灼熱的疼蔓延至全身,火辣辣的,這種疼痛感,就好似一塊鐵皮烙在血肉上,撕心裂肺,皮開肉綻一般。
沈美嬌眉心緊擰,她怎麼感覺全身疼的她快要背過氣去,特別是背上火辣辣的,好似傷口灑了鹽,疼的她倒抽一口冷氣。
她這是怎麼了?不過是偷了一天懶沒去店裏幫忙,難道老爸趁她偷睡時打了她?
可這也太狠了點吧,這痛不是棍子落在肉上的痛啊!而且最最重要的是,她老爸是出名的刀子嘴豆腐心,除了嗓門大點,也沒下過狠手捨得打她啊。
“嬌兒啊,孃的嬌兒啊......嗚嗚嗚”
耳邊抽抽搭搭的哭泣聲,夾雜着年輕婦人的呼喚,讓沈美嬌眉頭更加擰緊,不得不迫使她睜開眼眸。
入目的是一張掛滿眼淚的蒼白麪孔,還不等沈美嬌開口說話,那婦人一見沈美嬌醒來便撲在她身上又是一陣大哭。
“謝天謝地,謝天謝地啊,孃的嬌兒活過來了,活過來了”
那婦人一把鼻涕一把淚,看的沈美嬌一愣一愣的。
“嘶——”
想要說話,疼痛讓沈美嬌倒抽一口血氣。
“怎麼了,怎麼了?還疼嗎?哪裏疼了?”
那婦人看到沈美嬌疼的抽冷氣,一下子慌了,連忙掏出粗布手絹給她擦汗。
“娘對不住你,都是娘不好......嗚嗚嗚”
說着,婦人又低頭掉眼淚。
……
“嬌兒,孃的嬌兒,快讓娘看看,你真的不啞了?”姚氏一走,何氏跌跌撞撞的撲過來,再次緊緊的保住沈美嬌,佈滿細紋的蒼白臉上頓時又掛滿了淚珠。
沈美嬌習慣性的蹙起了眉頭,對於這個婦人突如其來的懷抱有些不自在,她從小就生活在離異家庭,性格孤僻冷漠,對於母愛這種東西來說她是即渴望又排斥。

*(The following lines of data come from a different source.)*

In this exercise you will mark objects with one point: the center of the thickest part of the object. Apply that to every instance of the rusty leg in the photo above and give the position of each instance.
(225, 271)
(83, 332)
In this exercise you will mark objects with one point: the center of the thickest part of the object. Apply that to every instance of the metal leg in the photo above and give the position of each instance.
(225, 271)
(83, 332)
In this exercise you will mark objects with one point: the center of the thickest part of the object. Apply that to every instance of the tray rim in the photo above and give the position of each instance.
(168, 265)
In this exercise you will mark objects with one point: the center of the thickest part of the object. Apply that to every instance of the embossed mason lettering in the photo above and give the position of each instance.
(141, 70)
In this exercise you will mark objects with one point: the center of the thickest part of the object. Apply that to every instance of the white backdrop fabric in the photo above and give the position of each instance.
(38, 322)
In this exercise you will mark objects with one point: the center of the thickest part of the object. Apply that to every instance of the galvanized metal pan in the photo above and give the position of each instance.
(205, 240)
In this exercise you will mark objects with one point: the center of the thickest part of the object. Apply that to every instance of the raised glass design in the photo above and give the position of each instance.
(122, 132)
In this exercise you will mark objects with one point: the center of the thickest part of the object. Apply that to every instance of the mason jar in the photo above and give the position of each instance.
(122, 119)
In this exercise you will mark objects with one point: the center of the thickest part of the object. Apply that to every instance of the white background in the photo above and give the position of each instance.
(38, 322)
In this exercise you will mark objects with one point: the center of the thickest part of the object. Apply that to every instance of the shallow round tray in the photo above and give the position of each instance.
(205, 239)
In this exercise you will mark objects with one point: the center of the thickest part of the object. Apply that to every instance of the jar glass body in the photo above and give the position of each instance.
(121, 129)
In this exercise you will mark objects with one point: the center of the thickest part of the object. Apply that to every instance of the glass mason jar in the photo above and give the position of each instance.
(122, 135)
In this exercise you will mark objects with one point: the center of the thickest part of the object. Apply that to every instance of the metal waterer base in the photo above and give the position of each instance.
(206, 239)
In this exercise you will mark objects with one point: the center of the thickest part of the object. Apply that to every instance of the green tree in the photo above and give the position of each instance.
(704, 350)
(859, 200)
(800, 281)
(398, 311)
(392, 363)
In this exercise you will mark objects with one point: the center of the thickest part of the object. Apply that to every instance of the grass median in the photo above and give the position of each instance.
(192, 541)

“嗚嗚嗚,娘,不要送姐姐走,緒兒不要姐姐走。”稚嫩的聲音輕輕呼喚,一雙小手小心翼翼的圈住她的胳膊,從小手心傳來的暖意漸漸曼延全身。讓沈美嬌僵硬的身軀微微一震。
一雙黑眸下意識的看向小手的主人。
抱住她胳膊的小男孩衣衫襤褸,短了一大截衣衫上已經看不出原本的顏色,覆疊在上面的補丁不計其數,從那瘦不拉幾的小身板來判斷,這孩子差不多八歲左右,一臉菜色,顯然是長期營養不良造成的。因爲臉太瘦,他的眼睛顯得格外大,黑漆漆的,卻明亮有神。
此時他眼眸裏積滿了淚水,摟着沈美嬌的胳膊不停的抽泣着。
而旁邊不遠處還站着一個瘦小的小女孩,一樣是一臉菜色,枯黃的頭髮用兩根紅繩綁成了兩個沖天揪,眼睛也是即明亮又大。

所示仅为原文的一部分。